Les confidences de Maxime Monfort: "Je voudrais boucler la boucle sur le Tour"
Maxime Monfort (Soudal-Lotto) a passé plus d’un an de sa vie sur les routes du Giro, du Tour et de la Vuelta.
- Publié le 17-07-2019 à 14h29
- Mis à jour le 17-07-2019 à 14h30
Maxime Monfort (Soudal-Lotto) a passé plus d’un an de sa vie sur les routes du Giro, du Tour et de la Vuelta. Mercredi dernier, sur la cinquième étape du Tour qui conduisait le peloton à Colmar, Maxime Monfort a disputé sa… 400e étape d’un grand tour ! Engagé pour la vingtième fois de sa carrière sur une épreuve de trois semaines lors de cette Grande Boucle, le coureur de chez Soudal-Lotto (36 ans) a donc passé plus d’une année de son existence sur les routes du Giro, du Tour et de la Vuelta. Un cap évoqué en vingt questions.
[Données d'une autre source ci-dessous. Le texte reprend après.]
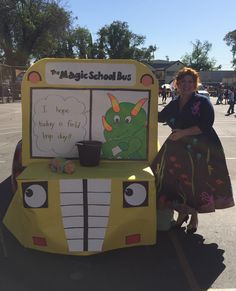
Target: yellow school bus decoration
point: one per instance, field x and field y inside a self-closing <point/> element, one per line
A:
<point x="94" y="209"/>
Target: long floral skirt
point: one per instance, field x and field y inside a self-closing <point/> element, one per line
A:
<point x="193" y="172"/>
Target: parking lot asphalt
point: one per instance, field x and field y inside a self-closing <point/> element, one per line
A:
<point x="177" y="261"/>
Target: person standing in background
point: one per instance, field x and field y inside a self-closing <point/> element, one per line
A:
<point x="231" y="102"/>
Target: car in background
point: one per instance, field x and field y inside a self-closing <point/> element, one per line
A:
<point x="16" y="86"/>
<point x="202" y="91"/>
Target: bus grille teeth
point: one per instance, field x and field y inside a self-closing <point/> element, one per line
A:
<point x="85" y="206"/>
Maxime, vous souvenez-vous de votre tout premier grand tour et de l’état d’esprit dans lequel vous l’aviez abordé ?
"Oui, bien évidemment, c’était sur le Giro 2006 et j’évoluais à l’époque chez Cofidis. L’approche de ce rendez-vous avait été spéciale, car je m’étais cassé la clavicule sur le Tour du Pays basque cinq semaines avant le Grande Partenza… Ma participation était donc compromise, mais je suis remonté sur les rouleaux dès que j’ai pu pour être au départ à Seraing. J’étais habité de certains doutes quant à la réaction de mon organisme sur trois semaines de course, mais cela s’est finalement bien passé. Après, une fois qu’on l’a fait une fois, c’est parti… (rires) Au-delà de cinq ou six jours, la douleur n’augmente plus vraiment, du moins chez moi. Il faut ensuite apprendre à ne pas paniquer quand on a mal aux jambes en descendant l’escalier pour aller au petit-déjeuner certains matins…"
Depuis 2006, vous avez toujours disputé au moins un grand tour chaque année. Était-ce important dans la construction du coureur que vous êtes aujourd’hui ?
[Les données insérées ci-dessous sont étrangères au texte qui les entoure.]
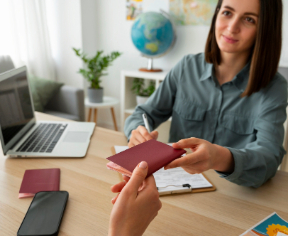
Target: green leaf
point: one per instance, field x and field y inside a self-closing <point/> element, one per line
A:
<point x="96" y="66"/>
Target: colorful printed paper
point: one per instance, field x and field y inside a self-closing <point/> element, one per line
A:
<point x="273" y="225"/>
<point x="192" y="12"/>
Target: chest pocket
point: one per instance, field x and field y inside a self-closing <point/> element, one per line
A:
<point x="190" y="118"/>
<point x="237" y="124"/>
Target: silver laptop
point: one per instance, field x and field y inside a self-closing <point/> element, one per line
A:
<point x="22" y="136"/>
"Les premiers permettent de franchir un palier, de gonfler le moteur comme on dit dans le jargon. Mais après trois ou quatre, c’est fini, on atteint une forme de seuil. Sur un grand tour, on atteint des charges d’effort absolument impossibles à simuler à l’entraînement, des intensités très élevées avec un état de fatigue préalable."
Vous avez terminé la Vuelta 2011 à la cinquième place, ce qui constitue votre meilleur résultat sur une épreuve de trois semaines. Comment jugez-vous votre évolution depuis ? Êtes-vous différent ?
"Non, je ne suis pas différent, c’est juste que le poids de mes 36 ans commence à se faire sentir. Je ne me sens pas moins fort, mais je ne peux plus soutenir les mêmes efforts dans la dernière heure de course, même si je reste très proche de mes meilleures valeurs. Le niveau général du peloton a également augmenté. Les meilleurs ne sont pas devenus encore plus forts, mais la marge entre les cadors et ceux qui se situent juste en dessous s’est considérablement réduite, ce qui rend les courses plus difficiles."
Comment résumeriez-vous les différences entre Giro, Tour et Vuelta ?
"Cela n’engage que moi, mais je dirais que le Giro est le plus dur des trois grands tours physiquement et la Vuelta le plus facile et le moins agréable, car c’est devenu une épreuve de spécialistes avec des montées courtes et très raides, des murs de dingues qui ne me conviennent pas. Le Tour, enfin, c’est le summum. Je le savais, mais je m’en rends encore compte cette année, c’est ici que cela se passe…"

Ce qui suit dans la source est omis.